Again we can see that as the OCR quality decreases (band 1 is the best, band four the worst). We can also see that for some entities the drop off in accuracy is steeper. For dates, we can expect that minor errors in the OCR can have a big impact on the ability for them to be detected, whilst person names might be more robust since names can have some errors and still ‘look’ like names to the SpaCy NER model.
Information retrieval is very important for researchers working with digital collections. Information retrieval or ‘searching’ is often the first step in finding relevant materials whether digital or not. In a library setting information retrieval systems may work purely on metadata, but can also draw on text produced from OCR to generate search results. For this assessment, we used ‘ElasticSearch’ an open-source tool used for searching unstructured and structured data.
Here we find that compared to the human corrected text we get different results for OCR’d text. As the OCR quality decreases the difference of the results compared to the human corrected text increases. This means that for collections of OCR’d text when the OCR gets worse you can expect different results to if that text was correct. We can’t necessarily say that the results are ‘worse’ but we would at the least want to be careful about making claims about a corpus based on search results if the OCR quality of that corpus is variable.
Sometimes search results are used to plot trends over time. If conclusions are drawn from these counts, it’s important to be aware of the potential that these counts may reflect differences in OCR quality, rather than actual differences in the underlying corpus.
Topic models include a variety of methods for generating topics in an unsupervised way from texts. Topic models can be used to cluster similar documents based on topics without having to explicitly define what those topics are. This not only makes it useful for information management but can also be used for research on a corpus itself. Since these topics are not predefined it can help researchers explore a corpus without imposing existing categorisations onto the collection.
The downside of topic models, which have been explored elsewhere, is that the topics can be difficult to interpret.
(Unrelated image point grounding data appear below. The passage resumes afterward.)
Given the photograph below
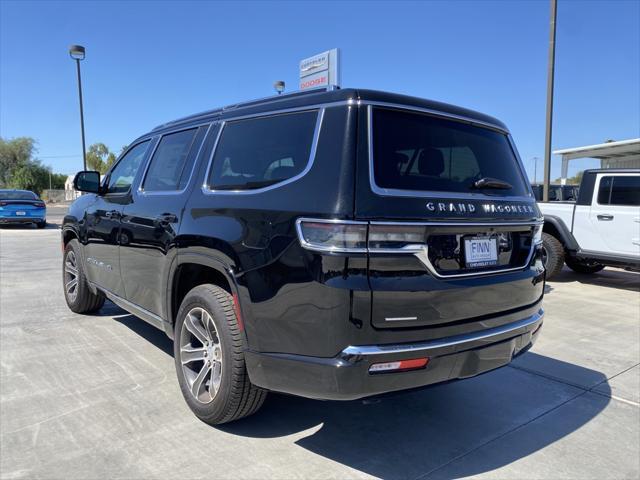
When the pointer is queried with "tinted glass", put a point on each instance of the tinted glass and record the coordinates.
(17, 195)
(169, 162)
(122, 175)
(413, 151)
(604, 190)
(258, 152)
(626, 190)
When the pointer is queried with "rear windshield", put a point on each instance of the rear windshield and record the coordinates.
(415, 151)
(13, 195)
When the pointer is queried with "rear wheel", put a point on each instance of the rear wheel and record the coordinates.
(77, 293)
(583, 266)
(208, 351)
(552, 255)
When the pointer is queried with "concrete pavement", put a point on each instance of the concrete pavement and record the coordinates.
(96, 397)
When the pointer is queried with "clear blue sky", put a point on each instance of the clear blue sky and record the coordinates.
(150, 62)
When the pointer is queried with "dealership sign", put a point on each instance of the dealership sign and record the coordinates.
(321, 70)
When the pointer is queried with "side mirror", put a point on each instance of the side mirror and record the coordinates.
(87, 181)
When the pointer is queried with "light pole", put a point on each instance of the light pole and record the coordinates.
(77, 52)
(550, 74)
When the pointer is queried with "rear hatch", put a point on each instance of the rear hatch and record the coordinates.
(452, 223)
(11, 205)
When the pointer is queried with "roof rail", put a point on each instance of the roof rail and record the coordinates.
(249, 103)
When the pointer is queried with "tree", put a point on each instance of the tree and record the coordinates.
(14, 153)
(100, 158)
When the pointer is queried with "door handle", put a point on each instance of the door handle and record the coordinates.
(166, 219)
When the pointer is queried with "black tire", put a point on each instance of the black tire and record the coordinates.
(236, 396)
(82, 299)
(583, 266)
(553, 255)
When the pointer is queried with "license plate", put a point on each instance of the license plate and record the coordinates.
(480, 252)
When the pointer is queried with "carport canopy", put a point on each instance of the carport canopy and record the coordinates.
(621, 154)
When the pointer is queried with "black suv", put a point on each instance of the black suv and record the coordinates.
(329, 244)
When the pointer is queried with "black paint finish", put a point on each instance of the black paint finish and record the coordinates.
(293, 301)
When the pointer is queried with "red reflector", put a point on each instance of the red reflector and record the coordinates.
(400, 365)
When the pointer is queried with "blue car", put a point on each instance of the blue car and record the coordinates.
(22, 206)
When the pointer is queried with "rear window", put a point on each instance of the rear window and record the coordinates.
(414, 151)
(259, 152)
(619, 190)
(13, 195)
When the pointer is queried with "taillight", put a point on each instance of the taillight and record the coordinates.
(332, 235)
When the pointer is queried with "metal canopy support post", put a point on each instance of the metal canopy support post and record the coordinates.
(550, 72)
(84, 151)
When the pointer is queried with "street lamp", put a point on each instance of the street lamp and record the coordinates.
(77, 52)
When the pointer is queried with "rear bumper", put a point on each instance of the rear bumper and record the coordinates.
(347, 377)
(25, 219)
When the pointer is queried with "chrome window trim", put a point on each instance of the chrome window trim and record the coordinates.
(457, 340)
(207, 190)
(315, 248)
(141, 191)
(396, 192)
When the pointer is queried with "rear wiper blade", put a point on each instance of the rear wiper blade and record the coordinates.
(489, 182)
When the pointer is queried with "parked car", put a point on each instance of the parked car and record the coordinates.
(557, 193)
(602, 228)
(329, 244)
(22, 206)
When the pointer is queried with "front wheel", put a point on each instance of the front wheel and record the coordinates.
(583, 266)
(209, 357)
(79, 297)
(552, 255)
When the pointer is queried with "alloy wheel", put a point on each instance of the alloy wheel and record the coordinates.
(201, 355)
(71, 276)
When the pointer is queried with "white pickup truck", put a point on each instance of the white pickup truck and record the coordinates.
(601, 228)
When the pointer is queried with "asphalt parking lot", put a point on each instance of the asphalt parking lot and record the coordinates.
(96, 397)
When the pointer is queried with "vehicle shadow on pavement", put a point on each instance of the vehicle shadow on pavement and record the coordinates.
(495, 419)
(411, 434)
(612, 278)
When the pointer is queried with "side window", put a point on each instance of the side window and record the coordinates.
(258, 152)
(169, 163)
(604, 190)
(625, 191)
(122, 175)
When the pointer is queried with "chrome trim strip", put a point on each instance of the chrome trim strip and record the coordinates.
(419, 250)
(132, 308)
(315, 248)
(142, 191)
(532, 223)
(312, 155)
(457, 340)
(395, 192)
(400, 319)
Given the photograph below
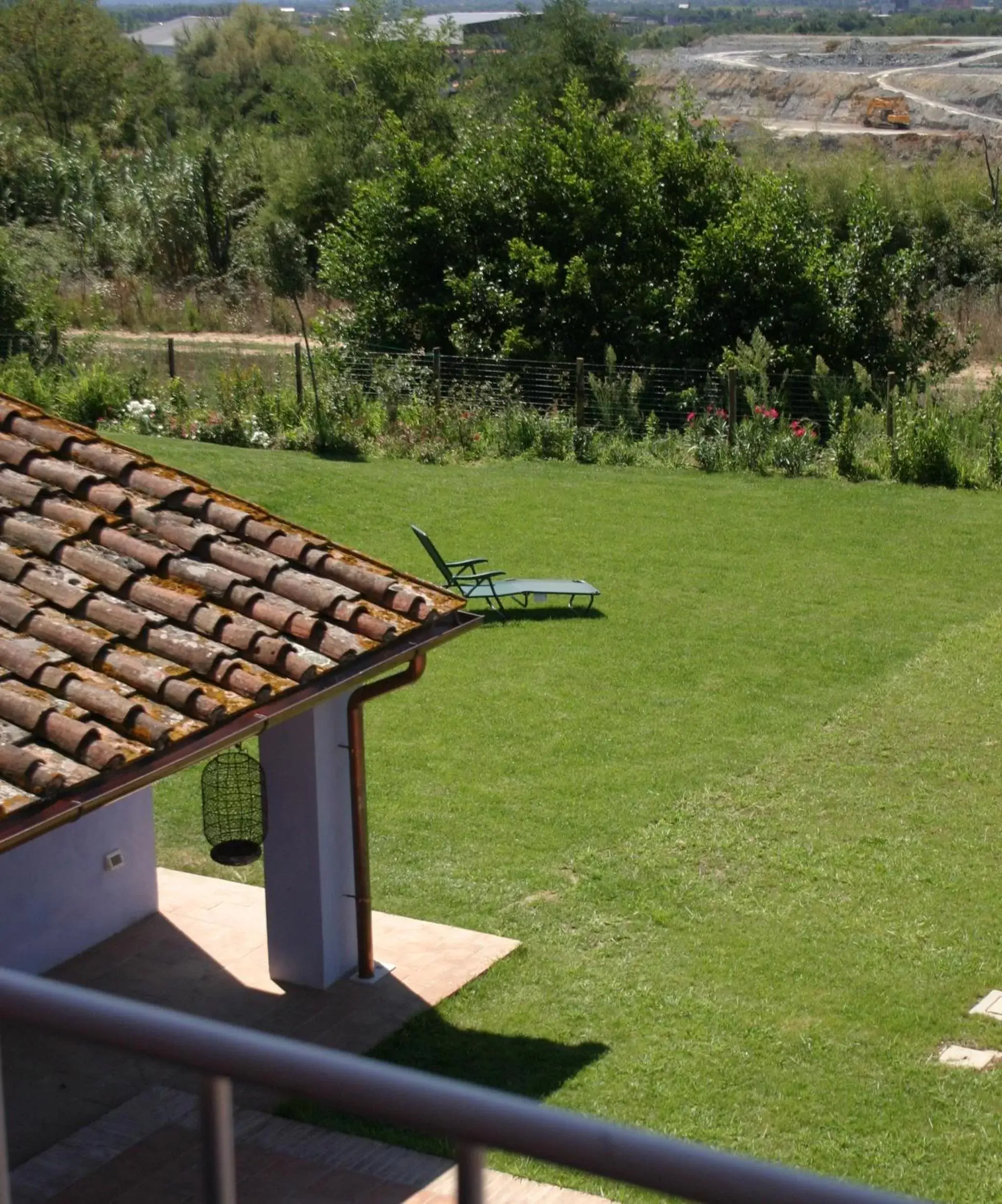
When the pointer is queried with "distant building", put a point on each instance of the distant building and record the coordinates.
(162, 38)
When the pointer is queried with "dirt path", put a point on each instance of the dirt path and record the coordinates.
(187, 340)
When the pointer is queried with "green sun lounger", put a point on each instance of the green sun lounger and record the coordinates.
(493, 587)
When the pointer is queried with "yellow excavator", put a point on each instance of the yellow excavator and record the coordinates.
(888, 111)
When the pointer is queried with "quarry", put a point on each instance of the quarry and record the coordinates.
(904, 88)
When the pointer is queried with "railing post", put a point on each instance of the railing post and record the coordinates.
(731, 406)
(5, 1167)
(470, 1166)
(218, 1153)
(889, 416)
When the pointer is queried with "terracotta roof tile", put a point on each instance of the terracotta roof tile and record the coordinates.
(140, 607)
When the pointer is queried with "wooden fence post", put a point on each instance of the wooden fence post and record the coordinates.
(731, 406)
(891, 387)
(298, 355)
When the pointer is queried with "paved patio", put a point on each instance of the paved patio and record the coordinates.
(205, 953)
(147, 1153)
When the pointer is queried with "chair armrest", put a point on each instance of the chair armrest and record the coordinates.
(483, 577)
(465, 566)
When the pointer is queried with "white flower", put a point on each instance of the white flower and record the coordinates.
(142, 411)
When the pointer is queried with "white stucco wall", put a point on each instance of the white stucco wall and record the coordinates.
(57, 898)
(310, 879)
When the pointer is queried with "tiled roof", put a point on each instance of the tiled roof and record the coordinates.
(139, 608)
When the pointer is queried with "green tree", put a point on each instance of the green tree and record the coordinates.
(63, 63)
(565, 43)
(551, 236)
(764, 267)
(234, 70)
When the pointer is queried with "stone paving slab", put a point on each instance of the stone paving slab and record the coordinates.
(205, 953)
(971, 1059)
(147, 1151)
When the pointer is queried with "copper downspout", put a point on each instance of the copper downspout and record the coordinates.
(359, 813)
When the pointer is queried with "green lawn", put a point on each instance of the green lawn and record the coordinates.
(745, 823)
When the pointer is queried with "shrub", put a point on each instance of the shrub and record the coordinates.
(98, 394)
(754, 439)
(557, 437)
(844, 424)
(616, 397)
(707, 436)
(795, 447)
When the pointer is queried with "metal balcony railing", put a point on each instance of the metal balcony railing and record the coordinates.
(475, 1119)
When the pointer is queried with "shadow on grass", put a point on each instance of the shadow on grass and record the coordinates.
(541, 614)
(525, 1066)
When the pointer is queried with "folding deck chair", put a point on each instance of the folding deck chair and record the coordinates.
(494, 585)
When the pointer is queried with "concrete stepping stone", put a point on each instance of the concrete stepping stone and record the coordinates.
(974, 1060)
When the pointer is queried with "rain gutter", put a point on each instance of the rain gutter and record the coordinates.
(359, 806)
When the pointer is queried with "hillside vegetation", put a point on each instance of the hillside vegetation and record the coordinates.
(531, 202)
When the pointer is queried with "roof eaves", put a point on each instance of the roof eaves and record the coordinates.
(28, 824)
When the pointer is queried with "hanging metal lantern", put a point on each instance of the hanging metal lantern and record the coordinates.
(234, 807)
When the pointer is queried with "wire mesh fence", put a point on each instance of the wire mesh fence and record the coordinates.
(606, 395)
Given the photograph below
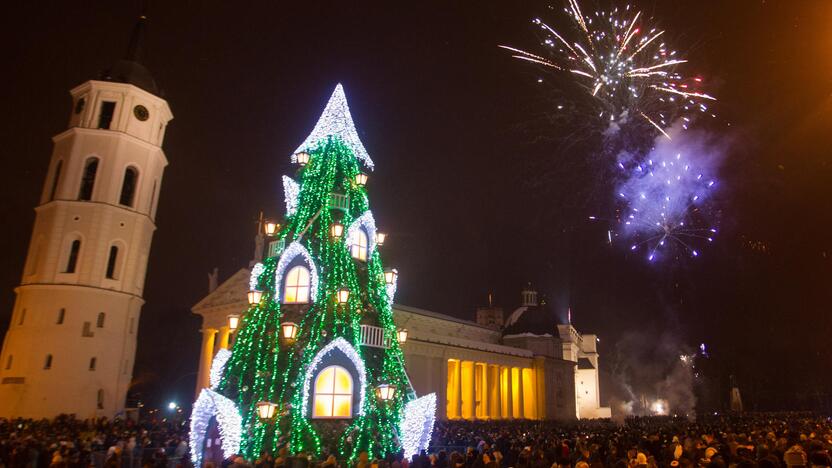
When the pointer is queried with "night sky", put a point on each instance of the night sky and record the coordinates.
(452, 125)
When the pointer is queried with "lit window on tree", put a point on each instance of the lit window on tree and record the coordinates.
(333, 393)
(297, 286)
(358, 245)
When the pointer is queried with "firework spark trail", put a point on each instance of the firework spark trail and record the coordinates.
(664, 201)
(624, 70)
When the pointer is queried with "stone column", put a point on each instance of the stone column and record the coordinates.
(459, 388)
(225, 334)
(520, 395)
(203, 379)
(509, 408)
(441, 386)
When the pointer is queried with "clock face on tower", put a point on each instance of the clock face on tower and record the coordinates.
(141, 112)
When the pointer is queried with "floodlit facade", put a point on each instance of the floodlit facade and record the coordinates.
(71, 342)
(526, 367)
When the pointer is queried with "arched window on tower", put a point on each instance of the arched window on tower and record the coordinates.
(296, 290)
(333, 393)
(55, 179)
(112, 263)
(88, 179)
(128, 186)
(72, 260)
(359, 245)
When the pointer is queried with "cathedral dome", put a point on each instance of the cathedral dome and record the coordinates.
(129, 69)
(132, 72)
(533, 319)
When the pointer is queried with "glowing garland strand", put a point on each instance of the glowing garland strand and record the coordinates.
(417, 424)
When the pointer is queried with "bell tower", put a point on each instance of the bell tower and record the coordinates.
(71, 342)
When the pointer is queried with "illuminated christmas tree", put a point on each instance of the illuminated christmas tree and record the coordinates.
(317, 361)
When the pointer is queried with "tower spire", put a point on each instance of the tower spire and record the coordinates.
(134, 47)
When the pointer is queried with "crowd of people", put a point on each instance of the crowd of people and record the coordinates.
(67, 442)
(756, 440)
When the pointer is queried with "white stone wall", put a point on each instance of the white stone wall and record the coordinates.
(69, 385)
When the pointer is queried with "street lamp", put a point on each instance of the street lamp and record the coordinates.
(266, 410)
(302, 158)
(343, 295)
(254, 296)
(233, 322)
(390, 275)
(402, 335)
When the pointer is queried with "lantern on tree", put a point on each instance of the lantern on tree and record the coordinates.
(254, 296)
(289, 332)
(266, 410)
(302, 158)
(361, 179)
(390, 275)
(271, 228)
(233, 322)
(385, 392)
(336, 230)
(343, 295)
(402, 335)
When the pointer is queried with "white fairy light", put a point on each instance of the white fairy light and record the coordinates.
(336, 121)
(291, 190)
(256, 271)
(366, 221)
(417, 424)
(286, 258)
(207, 405)
(346, 348)
(218, 366)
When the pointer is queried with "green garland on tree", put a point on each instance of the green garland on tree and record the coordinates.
(265, 368)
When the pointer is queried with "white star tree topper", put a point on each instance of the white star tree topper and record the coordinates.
(336, 121)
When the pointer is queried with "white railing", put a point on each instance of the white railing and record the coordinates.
(375, 337)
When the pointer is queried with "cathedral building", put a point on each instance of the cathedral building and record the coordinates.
(526, 366)
(71, 342)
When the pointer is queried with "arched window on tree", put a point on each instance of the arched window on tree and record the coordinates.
(112, 263)
(128, 186)
(88, 179)
(55, 179)
(333, 393)
(72, 259)
(297, 285)
(359, 245)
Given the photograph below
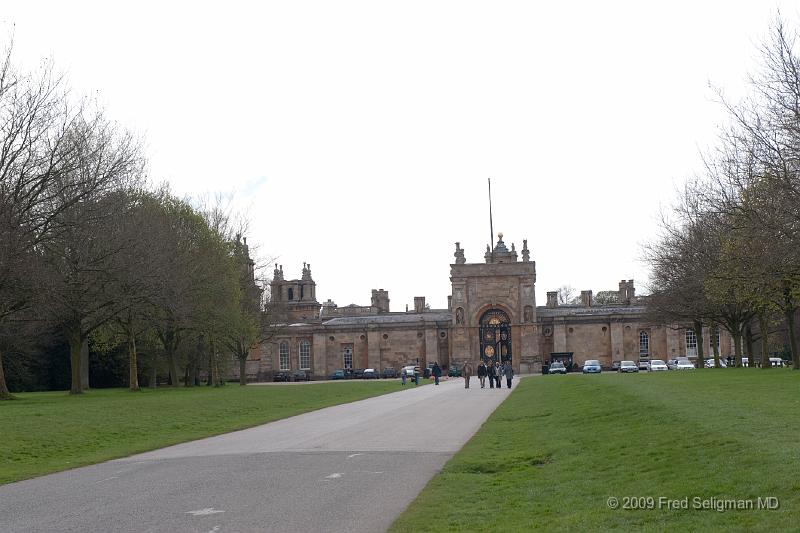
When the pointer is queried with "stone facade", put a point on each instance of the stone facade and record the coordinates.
(492, 313)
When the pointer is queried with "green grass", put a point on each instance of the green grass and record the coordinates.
(555, 451)
(47, 432)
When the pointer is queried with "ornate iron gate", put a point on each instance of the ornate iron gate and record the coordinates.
(495, 332)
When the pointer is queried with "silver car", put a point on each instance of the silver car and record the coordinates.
(657, 365)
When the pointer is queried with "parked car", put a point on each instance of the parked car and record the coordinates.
(592, 366)
(657, 365)
(281, 376)
(300, 375)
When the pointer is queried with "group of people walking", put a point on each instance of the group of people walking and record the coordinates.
(493, 372)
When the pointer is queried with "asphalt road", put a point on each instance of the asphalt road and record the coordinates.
(348, 468)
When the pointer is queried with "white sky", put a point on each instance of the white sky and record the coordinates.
(359, 135)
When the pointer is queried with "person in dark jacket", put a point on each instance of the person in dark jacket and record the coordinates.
(437, 373)
(482, 373)
(466, 373)
(508, 372)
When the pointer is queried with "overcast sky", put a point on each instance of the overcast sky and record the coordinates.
(359, 136)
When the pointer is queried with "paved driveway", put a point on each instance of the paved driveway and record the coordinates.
(348, 468)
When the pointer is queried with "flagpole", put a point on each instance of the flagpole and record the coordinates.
(491, 226)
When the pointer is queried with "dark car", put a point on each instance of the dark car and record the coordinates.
(300, 375)
(592, 366)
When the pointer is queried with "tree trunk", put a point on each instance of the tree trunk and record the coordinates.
(714, 346)
(698, 331)
(75, 347)
(762, 325)
(134, 367)
(173, 365)
(737, 347)
(214, 367)
(5, 394)
(85, 363)
(748, 340)
(792, 339)
(243, 370)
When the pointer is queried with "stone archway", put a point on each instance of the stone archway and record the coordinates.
(495, 336)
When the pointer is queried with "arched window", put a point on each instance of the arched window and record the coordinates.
(691, 343)
(305, 355)
(284, 356)
(347, 357)
(644, 344)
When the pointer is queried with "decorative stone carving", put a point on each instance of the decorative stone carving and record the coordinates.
(528, 314)
(460, 260)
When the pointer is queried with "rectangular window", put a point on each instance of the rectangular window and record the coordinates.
(305, 355)
(691, 343)
(715, 339)
(348, 356)
(284, 356)
(644, 345)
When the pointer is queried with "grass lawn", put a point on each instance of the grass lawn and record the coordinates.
(559, 447)
(46, 432)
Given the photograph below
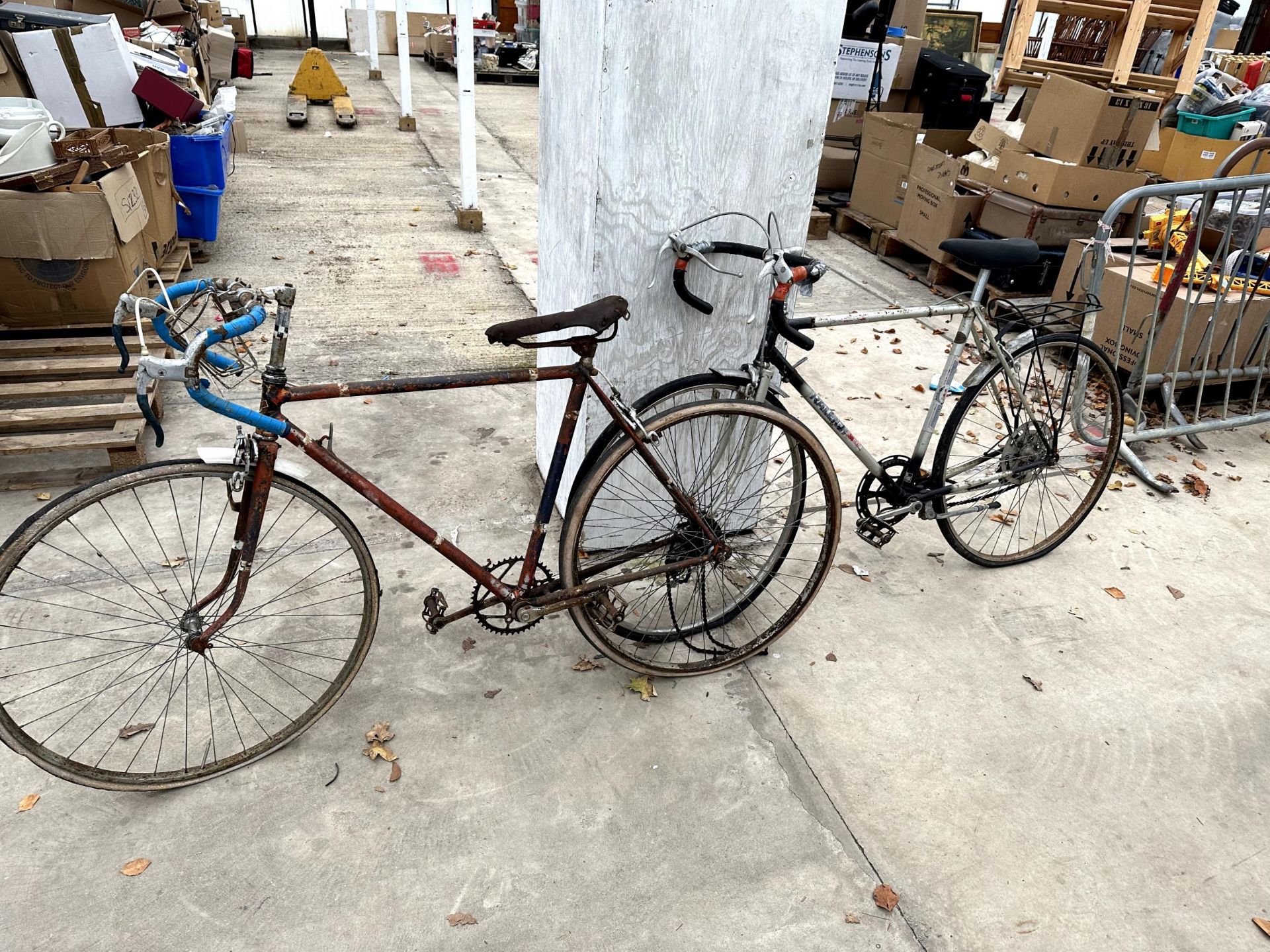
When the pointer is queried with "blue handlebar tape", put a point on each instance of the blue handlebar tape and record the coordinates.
(237, 412)
(185, 290)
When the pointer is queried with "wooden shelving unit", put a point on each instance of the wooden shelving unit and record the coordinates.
(1129, 19)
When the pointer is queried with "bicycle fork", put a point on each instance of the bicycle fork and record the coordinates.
(247, 536)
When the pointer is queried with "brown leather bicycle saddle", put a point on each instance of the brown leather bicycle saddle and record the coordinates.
(597, 317)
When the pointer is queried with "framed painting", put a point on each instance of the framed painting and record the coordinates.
(952, 32)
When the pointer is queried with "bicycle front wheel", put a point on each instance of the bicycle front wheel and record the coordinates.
(766, 489)
(1043, 451)
(98, 594)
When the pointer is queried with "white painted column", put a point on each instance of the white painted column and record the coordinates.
(372, 44)
(656, 113)
(407, 122)
(465, 63)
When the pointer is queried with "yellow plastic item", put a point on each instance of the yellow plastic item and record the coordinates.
(1159, 227)
(317, 81)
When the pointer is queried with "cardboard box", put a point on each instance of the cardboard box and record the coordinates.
(70, 254)
(91, 84)
(837, 169)
(13, 81)
(154, 172)
(1010, 216)
(1206, 310)
(910, 15)
(890, 136)
(106, 8)
(238, 26)
(1183, 158)
(934, 207)
(1226, 40)
(218, 46)
(880, 188)
(1050, 182)
(211, 12)
(1080, 124)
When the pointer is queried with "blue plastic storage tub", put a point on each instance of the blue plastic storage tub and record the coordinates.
(205, 212)
(201, 161)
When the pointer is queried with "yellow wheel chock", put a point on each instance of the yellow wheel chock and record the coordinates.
(317, 81)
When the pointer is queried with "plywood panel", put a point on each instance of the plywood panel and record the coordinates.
(656, 113)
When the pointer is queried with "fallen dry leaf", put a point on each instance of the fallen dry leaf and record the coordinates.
(378, 749)
(378, 736)
(1197, 487)
(380, 733)
(643, 686)
(886, 898)
(135, 867)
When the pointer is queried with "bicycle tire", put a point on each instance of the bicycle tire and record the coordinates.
(59, 514)
(1111, 426)
(719, 381)
(624, 643)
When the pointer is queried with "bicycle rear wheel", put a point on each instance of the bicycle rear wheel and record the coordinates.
(98, 684)
(767, 492)
(1044, 455)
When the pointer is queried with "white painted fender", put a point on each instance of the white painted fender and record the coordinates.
(225, 455)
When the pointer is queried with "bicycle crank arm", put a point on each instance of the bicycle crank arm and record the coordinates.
(964, 510)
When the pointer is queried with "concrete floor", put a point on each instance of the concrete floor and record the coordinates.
(1122, 808)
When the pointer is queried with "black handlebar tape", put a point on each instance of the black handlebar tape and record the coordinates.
(144, 403)
(681, 288)
(117, 333)
(796, 337)
(733, 248)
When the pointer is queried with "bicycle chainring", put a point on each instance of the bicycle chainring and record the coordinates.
(870, 499)
(506, 623)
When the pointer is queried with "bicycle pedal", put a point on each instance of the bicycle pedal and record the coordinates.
(875, 534)
(433, 607)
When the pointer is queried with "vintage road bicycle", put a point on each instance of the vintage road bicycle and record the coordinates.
(168, 623)
(1029, 444)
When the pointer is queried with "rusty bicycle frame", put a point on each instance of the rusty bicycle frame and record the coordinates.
(525, 600)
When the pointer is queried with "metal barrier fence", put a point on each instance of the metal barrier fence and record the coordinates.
(1185, 303)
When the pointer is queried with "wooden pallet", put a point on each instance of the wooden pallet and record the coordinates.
(63, 397)
(860, 229)
(177, 263)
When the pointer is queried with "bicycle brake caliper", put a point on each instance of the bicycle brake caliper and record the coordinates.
(244, 459)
What is returned from a topic model is a number of topics – defined when you run the model and the top texts associated with this topic. Sometimes it may be very obvious that a topic is about ‘sport’ or ‘weather’ but for other topics, it’s less clear. What happens when we throw OCR into the mix? Again we find that the topics produced by corrected human text and the OCR differ. See below for an example:
Human h_0 [('council', 0.00952415), ('state', 0.007095055), ('meeting', 0.0070396387), ('government', 0.006395518), ('committee', 0.0061474955), ('report', 0.005656868), ('new', 0.0048953076), ('present', 0.004818016), ('member', 0.004605099), ('matter', 0.004535686)] OCR o_1 [('work', 0.006112786), ('council', 0.0045690676), ('government', 0.004097321), ('state', 0.0039760116), ('present', 0.0039747395), ('meeting', 0.003900536), ('aro', 0.0037356666), ('havo', 0.0035805195), ('hold', 0.003366531), ('man', 0.003353959)] # KL divergence 0.061855365 # Words in common 360
Though there is some overlap, the results we get from OCR are different from those form human text. These differences will be hard to spot without reference to a baseline. Following on from other papers (‘Quantifying the impact of dirty OCR on historical text analysis: Eighteenth Century Collections Online as a case study’) we recommend relying on topic modelling with OCR’dtexts quality ideally above 90%, or at least above 80%. Whilst models below this threshold will ‘work’ they may differ significantly from those which would have been generated if you had the same corpus without OCR errors.
We briefly explore the impact of language models in our full paper which we won’t cover here to keep this from becoming too long. We hope to have more to say on this issue in the future!